Après s'être fait un nom en tant que scénariste, Alex Garland a prouvé, ces dernières années, qu'il était également un excellent metteur en scène de genre, pourvu de riches idées illustrant des thématiques toujours denses, notamment dans leur reflet de notre propre humanité. Civil War dépeint une fracture sociale sur le sol américain, sous forme de déshumanisation des citoyens dans l'apogée d'une seconde guerre civile. Le scénario ne s'embarrasse pas sur le tenants et aboutissants de ce conflit armé, mais nous y plonge en compagnie de reporters de guerre, le temps d'un road movie à travers les États-Unis pour interviewer le Président à la Maison Blanche. La vétéran du cliché de terrain, Kirsten Dunst, chaperonne ainsi Cailee Spaeny, jeune journaliste débutante, épaulée par Wagner Moura et le plus briscard Stephen McKinley Henderson.
Pour un film assiégé par la tension militaire et les embuscades létales, ce point de vue plus neutre est original et confronte le quatuor à l'embrasement de cette nation-poudrière, les plaçant face à des hommes à la gâchette ultra-facile qui se sont préparés toute leur vie pour ce moment. Garland n'alerte, ainsi, pas sur une quelconque orientation politique du pays, évitant allègrement de prendre parti, mais épingle les horreurs et l'immoralité nées d'une telle situation. Chacun des camps est largement coupable de crimes de guerre, pour l'assouvissement de ses propres idéaux. Pour autant, la vision journalistique apporte également une réflexion viscérale sur ses témoins, plongés dans l'adrénaline des feux nourris et obsédés par le cliché déterminant, authentique et révélateur, au point de l'initier. En ce sens, Civil War rappelle sans mal Démineurs et Nightcrawler, sur fond de 28 Jours Plus Tard évidemment.

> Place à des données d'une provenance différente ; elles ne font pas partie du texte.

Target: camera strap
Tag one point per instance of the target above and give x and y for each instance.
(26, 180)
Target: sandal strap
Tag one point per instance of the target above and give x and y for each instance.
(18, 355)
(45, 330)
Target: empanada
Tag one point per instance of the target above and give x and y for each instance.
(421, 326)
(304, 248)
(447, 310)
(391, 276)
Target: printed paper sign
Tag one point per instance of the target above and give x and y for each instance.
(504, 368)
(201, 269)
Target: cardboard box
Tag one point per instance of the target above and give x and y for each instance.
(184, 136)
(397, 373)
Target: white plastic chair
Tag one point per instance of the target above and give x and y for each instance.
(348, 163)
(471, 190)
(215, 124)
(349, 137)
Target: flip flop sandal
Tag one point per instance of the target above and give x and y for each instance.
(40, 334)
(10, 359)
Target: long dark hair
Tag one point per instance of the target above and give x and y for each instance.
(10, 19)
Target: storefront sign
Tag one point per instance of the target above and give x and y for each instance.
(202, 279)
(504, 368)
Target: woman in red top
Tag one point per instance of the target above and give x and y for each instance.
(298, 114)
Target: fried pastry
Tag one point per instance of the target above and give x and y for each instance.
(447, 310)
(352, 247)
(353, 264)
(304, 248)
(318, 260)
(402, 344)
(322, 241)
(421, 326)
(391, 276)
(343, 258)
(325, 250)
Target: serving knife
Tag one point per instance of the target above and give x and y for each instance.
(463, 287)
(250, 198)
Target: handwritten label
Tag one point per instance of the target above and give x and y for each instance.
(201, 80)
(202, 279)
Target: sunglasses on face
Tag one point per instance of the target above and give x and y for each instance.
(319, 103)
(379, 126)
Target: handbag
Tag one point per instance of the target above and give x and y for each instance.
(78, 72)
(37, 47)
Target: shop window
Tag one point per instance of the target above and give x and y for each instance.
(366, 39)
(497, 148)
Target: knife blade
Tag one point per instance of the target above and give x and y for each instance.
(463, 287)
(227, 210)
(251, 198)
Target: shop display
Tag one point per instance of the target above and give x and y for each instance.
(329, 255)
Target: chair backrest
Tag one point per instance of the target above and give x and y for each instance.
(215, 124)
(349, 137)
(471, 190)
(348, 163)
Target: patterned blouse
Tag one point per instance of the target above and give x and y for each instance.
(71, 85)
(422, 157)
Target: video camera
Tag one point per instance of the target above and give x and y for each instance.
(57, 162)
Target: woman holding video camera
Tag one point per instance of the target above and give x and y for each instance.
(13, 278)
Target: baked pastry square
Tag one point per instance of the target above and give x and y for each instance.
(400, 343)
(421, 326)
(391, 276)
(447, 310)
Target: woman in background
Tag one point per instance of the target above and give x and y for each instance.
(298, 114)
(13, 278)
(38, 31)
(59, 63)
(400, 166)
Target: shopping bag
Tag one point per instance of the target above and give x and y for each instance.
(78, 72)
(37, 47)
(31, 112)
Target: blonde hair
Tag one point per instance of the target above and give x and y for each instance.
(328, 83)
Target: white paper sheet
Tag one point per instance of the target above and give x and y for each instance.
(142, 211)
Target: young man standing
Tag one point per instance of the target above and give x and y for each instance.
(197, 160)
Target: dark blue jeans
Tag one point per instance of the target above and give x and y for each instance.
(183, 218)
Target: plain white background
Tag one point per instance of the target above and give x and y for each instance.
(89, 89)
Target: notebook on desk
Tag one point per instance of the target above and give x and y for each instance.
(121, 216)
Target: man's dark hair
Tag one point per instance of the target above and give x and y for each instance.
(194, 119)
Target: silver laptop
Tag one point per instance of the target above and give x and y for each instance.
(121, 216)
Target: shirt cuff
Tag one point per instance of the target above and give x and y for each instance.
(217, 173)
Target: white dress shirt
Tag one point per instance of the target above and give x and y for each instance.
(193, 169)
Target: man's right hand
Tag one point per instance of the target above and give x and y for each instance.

Le cinéaste britannique sait surprendre son spectateur par des séquences intenses, en particulier dans la mise en scène de la guérilla urbaine, et la violence sourde du design sonore. C'est vraiment ce qui accapare la majeure partie des canaux sonores tant la bande-son de Salisbury et Barrow se montre timide. A contrario, les coups de feux, sifflements des balles traçantes, explosions à proximité, et autres bruitages agressifs du champ de bataille, sont assénés sans demi-mesure. On reconnaît, ici, son habileté à l'immersion aux côté des hommes en uniforme, suppléé par la photographie toujours aussi vibrante et délitée de Rob Hardy. Le rendu diurne est ainsi lumineux et baveux par endroit, néanmoins la plupart des séquences nocturnes profitent d'une composition visuelle évocatrice. On sent l'attache au savoir-faire indie et même l'ampleur du scénario, pour une guerre de cette échelle, demeure restreinte. Garland tient seulement à capturer son effondrement anticipateur d'une nation et, s'il subvient à ces thèmes usuels et offre une fresque captivante, parfois même poignante, on ne peut s'empêcher de le préférer et le trouver plus saisissant sur ses œuvres de science-fiction.